Caligula attempted to annex Mauretania upon the death of Ptolemy, but faced a rebellion by a group of Mauretanians loyal to the king. This rebellion was led by Aedemon, who had served the king as either a freedman or minor chieftain. The revolt impacted several Mauretanian cities, resulting in the destruction and abandonment of Tamuda, and the partial destruction of Volubilis and Lixus. The Mauretanian revolt was suppressed shortly before Claudius succeeded Caligula as emperor in AD 41.

Another anti-Roman rebellion broke out in AD 42. During the period of instability created by the rebellion, Mauretania was raided by the Berber tribes that had fought Juba II and Ptolemy in previous years. Claudius sent Gaius Suetonius Paulinus and Gnaeus Hosidius Geta to suppress the revolt and establish Roman control over Mauretania. They faced intense resistance from the Berber tribes, who targeted important trade routes between Mauretania and Rome. Suetonius and Geta succeeded in establishing control over Mauretania, but were unable to completely eradicate resistance in the region.

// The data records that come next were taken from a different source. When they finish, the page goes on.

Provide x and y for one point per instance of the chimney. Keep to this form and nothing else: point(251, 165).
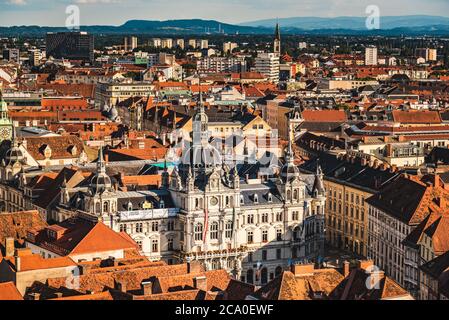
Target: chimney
point(58, 295)
point(436, 181)
point(200, 283)
point(85, 269)
point(9, 247)
point(346, 269)
point(363, 162)
point(147, 288)
point(194, 267)
point(17, 263)
point(303, 269)
point(35, 296)
point(365, 264)
point(121, 286)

Mauretania was difficult for the Roman Empire to subdue and administer because it consisted of two distinct regions separated by two mountain ranges, the Atlas Mountains and the Rif Mountains. Claudius addressed this by separating Mauretania into two provinces, Mauretania Tingitana and Mauretania Caesariensis. Each province was governed by its own procurator, who was appointed by the emperor. Claudius also founded new military colonies throughout the Mauretanian provinces and reinforced existing ones that had been established in the reign of Augustus.

The annexation of Mauretania was a significant event in the reign of Claudius, who received triumphal honours for its conquest. It was also an important event in the Roman exploration of sub-Saharan Africa as Paulinus’ conquests brought him to the Atlas Mountains, which were at the edge of the known world to the Romans. Paulinus explored further and led expeditions into Africa south of the Atlas Mountains, documenting parts of Africa that were previously poorly understood by the Romans.